District needs-assessment upcoming
Andersen Elementary Principal Malinda Lansfeldt, along with other members of the 21st Century Learning Working Group made a presentation to the Independent School District 834 board at Thursday night’s meeting. The group has been looking in to the P21 Curriculum program to figure out ways to apply it to the district.
Lansfeldt cited her son as an example of the reason 21st century skills are important for students to learn. She showed a photo of her son and his friends at a sleepover connected to their laptops and working on mixing music.
“This is a photo of my son and his friends at a sleepover. It’s not the same as a sleepover I used to have when I was younger that’s for sure,” Lansfeldt said. “My son and his friends spend their time making music. My son has his own record label, he puts his music in a dropbox and gets immediate feedback from artists and producers all over the world. He has a contract and he makes money, too, at 99 cents a song. This is what 21st century learning is all about.”
The group said this example is representative of students who are growing up as digital natives in a world that becoming is smaller through technology and causes a need for students to enter into citizenship for a global society. Along with these changes employment opportunities continue to change with shifts to a service economy and growing importance of design, creativity, and innovation; as well as the constant changing nature of information and technology. The group wants to make sure that the district ensures success for students as they move forward.
“Work has changed over the years,” said another group member, Afton-Lakeland principal Tom Hobert. “Collaboration, communication and creativity are so important these days (for businesses), they’ve changed and now schools need to change too.”
Going forward the groups says the district needs to focus on fusing the traditional reading, writing and arithmetic skills with what they’re calling the eight C’s: critical thinking and problem solving, communication, collaboration, creativity and innovation, curiosity, courageous leadership, career and life skills, and content learning. Hobert also emphasized that flexibility, adaptation, cross-cultural communication, and leadership and responsibility were important skills for students to learn as well, along with many other skills.
Fourteen states have adopted the 21st Century Learning curriculum and though Minnesota has not, many districts are engaging in this program. Lansfeldt told the board that test scores in these states, as well as student engagement, has been improved. The next steps include conducting a needs assessment of the district to determine what should to be improved to help students going forward. She also hopes that this needs assessment will help the board provide the public with a deeper understanding of what 21st century learning is all about.

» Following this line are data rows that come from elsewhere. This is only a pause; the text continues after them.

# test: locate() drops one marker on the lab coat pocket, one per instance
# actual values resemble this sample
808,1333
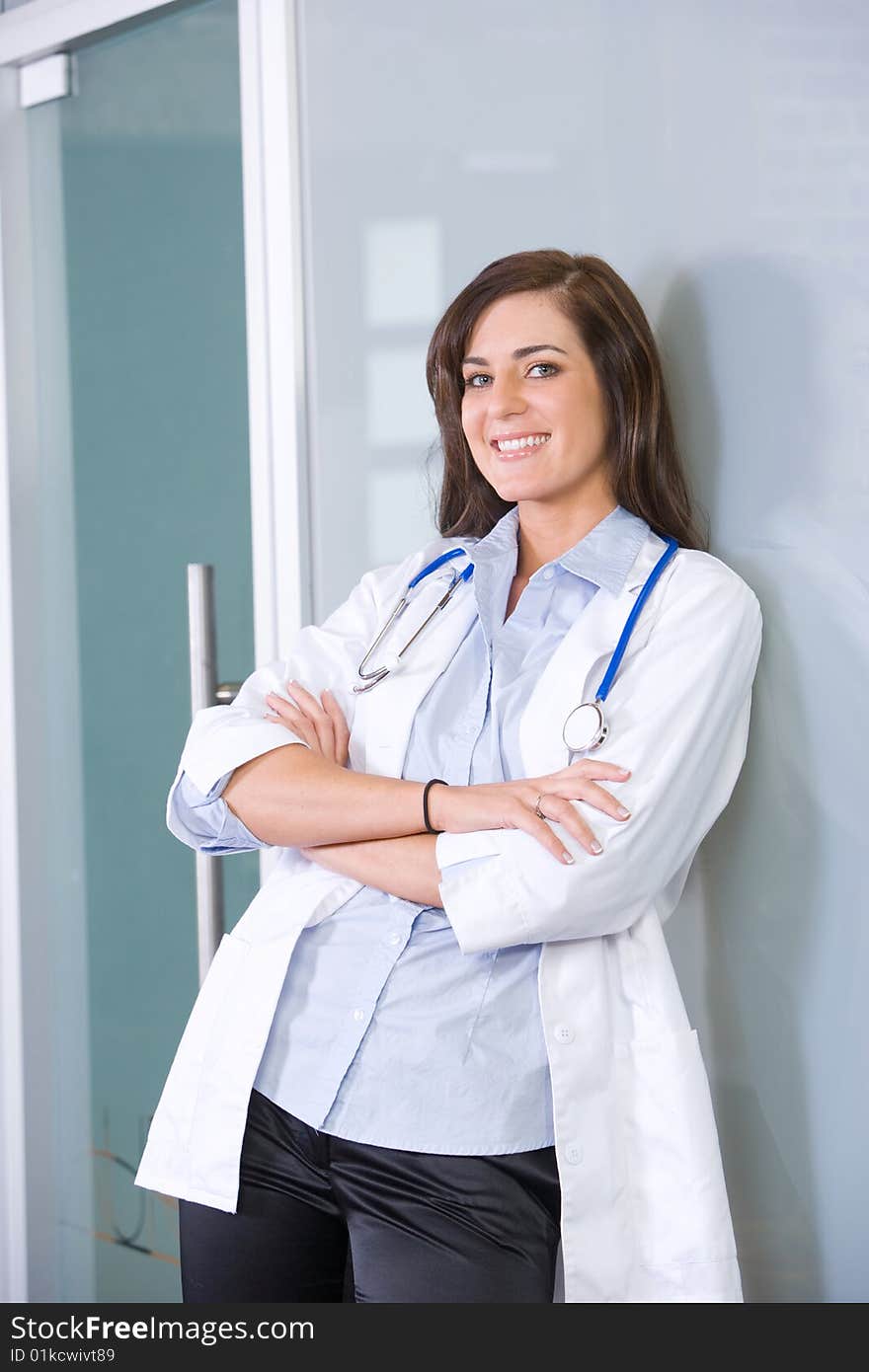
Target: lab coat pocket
203,1029
675,1176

“I think in such a fast-changing time we’ll have to see what needs to be done for our students and adapt as needs arise,” Lansfeldt said. “We’d also like to use the information to personalize learning more for our students as well.”
Sirid Kellerman, a parent involved in the group, said that the process and the group will continue going forward.
“We’ll continue to be involved for months or maybe years going forward and we’ll keep track of it as it evolves… in my personal opinion, I think that developing these skills can really translate across any number of positions and sets our students well on their way going forward.”